After writing Voyage and Fire, I wanted to find a third way to make a text-sound piece with a slow transition from non-meaning to meaning. I have always admired the chapter in James Joyce's Ulysses which is set at the childbirth hospital. Echoing embryonic development, it begins with a strongly Anglo-Saxon flavor, and proceeds through a series of pastiches of various English writers in historical order, from medieval times to Joyce's present.

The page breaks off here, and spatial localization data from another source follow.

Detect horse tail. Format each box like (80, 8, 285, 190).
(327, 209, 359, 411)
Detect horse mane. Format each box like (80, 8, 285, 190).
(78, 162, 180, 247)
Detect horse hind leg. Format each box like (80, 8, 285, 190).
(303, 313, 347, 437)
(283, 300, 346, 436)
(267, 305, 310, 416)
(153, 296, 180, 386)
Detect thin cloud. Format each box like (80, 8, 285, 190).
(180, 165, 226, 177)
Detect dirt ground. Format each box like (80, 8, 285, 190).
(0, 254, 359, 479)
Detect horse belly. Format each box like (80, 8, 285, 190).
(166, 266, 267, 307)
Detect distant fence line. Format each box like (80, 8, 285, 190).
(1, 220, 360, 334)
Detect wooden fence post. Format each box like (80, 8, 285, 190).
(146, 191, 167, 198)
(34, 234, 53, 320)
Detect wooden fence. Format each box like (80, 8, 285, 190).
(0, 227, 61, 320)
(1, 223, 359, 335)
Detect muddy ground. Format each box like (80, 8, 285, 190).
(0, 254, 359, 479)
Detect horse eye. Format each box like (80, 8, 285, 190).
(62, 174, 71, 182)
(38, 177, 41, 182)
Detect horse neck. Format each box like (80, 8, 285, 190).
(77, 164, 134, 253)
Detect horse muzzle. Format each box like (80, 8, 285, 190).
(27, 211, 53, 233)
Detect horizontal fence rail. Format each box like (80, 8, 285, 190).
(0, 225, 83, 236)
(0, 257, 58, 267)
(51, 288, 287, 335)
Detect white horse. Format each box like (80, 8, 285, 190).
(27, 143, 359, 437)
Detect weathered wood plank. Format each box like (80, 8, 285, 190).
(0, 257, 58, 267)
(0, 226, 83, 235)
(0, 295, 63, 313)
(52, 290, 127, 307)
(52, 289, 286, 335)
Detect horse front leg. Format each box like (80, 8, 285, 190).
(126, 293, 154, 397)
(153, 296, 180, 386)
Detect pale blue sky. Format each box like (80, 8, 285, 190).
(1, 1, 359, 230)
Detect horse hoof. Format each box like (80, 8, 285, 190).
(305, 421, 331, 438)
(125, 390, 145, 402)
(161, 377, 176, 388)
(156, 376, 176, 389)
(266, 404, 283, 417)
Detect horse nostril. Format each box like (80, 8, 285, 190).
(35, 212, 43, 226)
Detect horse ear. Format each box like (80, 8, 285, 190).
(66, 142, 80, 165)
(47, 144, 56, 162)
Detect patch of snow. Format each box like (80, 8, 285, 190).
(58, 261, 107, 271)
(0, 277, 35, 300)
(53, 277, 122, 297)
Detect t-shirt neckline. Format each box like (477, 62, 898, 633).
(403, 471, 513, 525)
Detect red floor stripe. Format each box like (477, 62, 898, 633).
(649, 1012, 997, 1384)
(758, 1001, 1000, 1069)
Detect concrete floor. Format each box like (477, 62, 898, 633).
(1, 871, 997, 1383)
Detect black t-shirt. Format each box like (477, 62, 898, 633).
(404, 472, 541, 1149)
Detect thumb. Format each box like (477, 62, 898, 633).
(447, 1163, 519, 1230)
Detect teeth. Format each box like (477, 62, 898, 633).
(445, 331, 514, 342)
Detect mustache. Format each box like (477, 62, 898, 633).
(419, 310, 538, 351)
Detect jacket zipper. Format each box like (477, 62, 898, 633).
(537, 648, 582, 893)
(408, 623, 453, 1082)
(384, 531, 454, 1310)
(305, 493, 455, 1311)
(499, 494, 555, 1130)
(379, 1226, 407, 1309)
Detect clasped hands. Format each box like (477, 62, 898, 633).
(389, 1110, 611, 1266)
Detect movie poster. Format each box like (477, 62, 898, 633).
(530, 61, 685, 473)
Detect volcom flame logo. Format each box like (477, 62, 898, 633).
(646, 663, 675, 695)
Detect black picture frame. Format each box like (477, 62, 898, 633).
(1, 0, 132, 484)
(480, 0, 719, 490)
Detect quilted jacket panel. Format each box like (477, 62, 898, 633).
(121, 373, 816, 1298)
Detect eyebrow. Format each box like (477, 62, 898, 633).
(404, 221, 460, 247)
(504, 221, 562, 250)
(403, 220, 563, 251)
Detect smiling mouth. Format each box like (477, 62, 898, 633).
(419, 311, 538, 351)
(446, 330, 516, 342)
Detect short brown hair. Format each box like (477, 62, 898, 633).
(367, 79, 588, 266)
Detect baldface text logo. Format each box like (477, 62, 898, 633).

I have always been fascinated by historical changes in languages, in the ways that newer languages, such as French, Spanish & Italian, evolve from an older language-- in this case, Latin. I thought it would be interesting to write a text that started in the Anglo-Saxon of the IXth Century, CE, which is mostly incomprehensible to untrained modern ears, and have it evolve through Middle English into Modern English and beyond into an extrapolated (but not very serious) XXIVth century English. I bought a book titled Teach Yourself Old English and more or less did so. I then wrote the text, as best as I could, which I fear isn't great, but at least the earlier text sounds like Anglo-Saxon.
For the XXIVth century Umurucun, "a language with only one vowel," I believe I got the idea from a column by William Safire, perhaps in the N Y Times magazine, where he described the nearly mono-vocalic dialect of Baltimore (Bultumur.)